Trade-Offs and Hindsight
-
›
Dual invoice models. I built separate models for corporate billing and franchise dealer billing rather than extending the existing one. The legacy model had a mountain of reporting code on top of it, and the franchise system had completely different requirements (per-dealer QB connections, estimate-to-invoice workflows). In a greenfield, I'd use a single polymorphic invoice table. Given the constraints, the split was the right call.
-
›
Config-driven pricing. Week-based price adjustments and QB product IDs lived in PHP config files. Version-controlled and auditable, but it meant random mid-day deployments for pricing changes that should have been a database update. I was early in my career and deferred to business judgment on tooling priorities. I'd push back harder now.
-
›
Integration contracts. The QB, Armatic, and HubSpot integrations all do bidirectional sync with varying reliability. Each system can update the others, leading to sync drift when any link fails silently. In a redesign, I'd define clear data ownership: one authoritative source per entity, with other systems subscribing via events and explicit conflict resolution.
Async-First Architecture
20K Jobs/Day · 8 Supervisors · Laravel Horizon · Redis
Single-server monolith crashing under load. Migrated to async-first with dedicated worker infrastructure. 8 specialized supervisors, 20K jobs/day, zero peak-hour crashes.

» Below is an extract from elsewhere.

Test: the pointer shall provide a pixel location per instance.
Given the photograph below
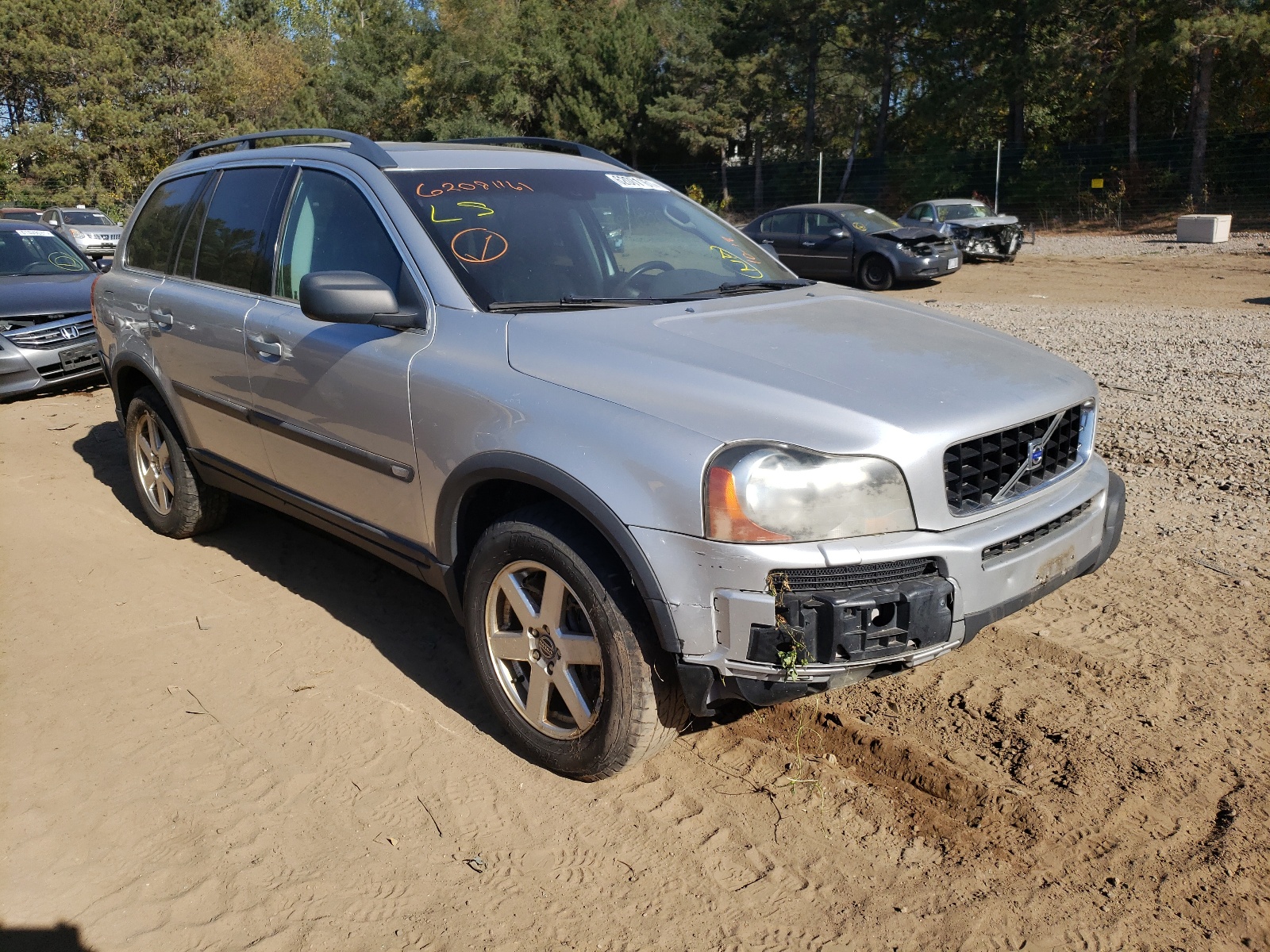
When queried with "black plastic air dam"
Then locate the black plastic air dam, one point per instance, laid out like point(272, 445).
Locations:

Each supervisor was justified by a specific production failure, not upfront design.
The Problem
RMC ran on a single DigitalOcean server: web, database, and all background work on one box. Controller actions handled everything synchronously in the request thread. A controller calling three services would hold the connection open for all three. If any service was slow, the request timed out. When enough requests timed out simultaneously, the server ran out of connections and the whole application went down.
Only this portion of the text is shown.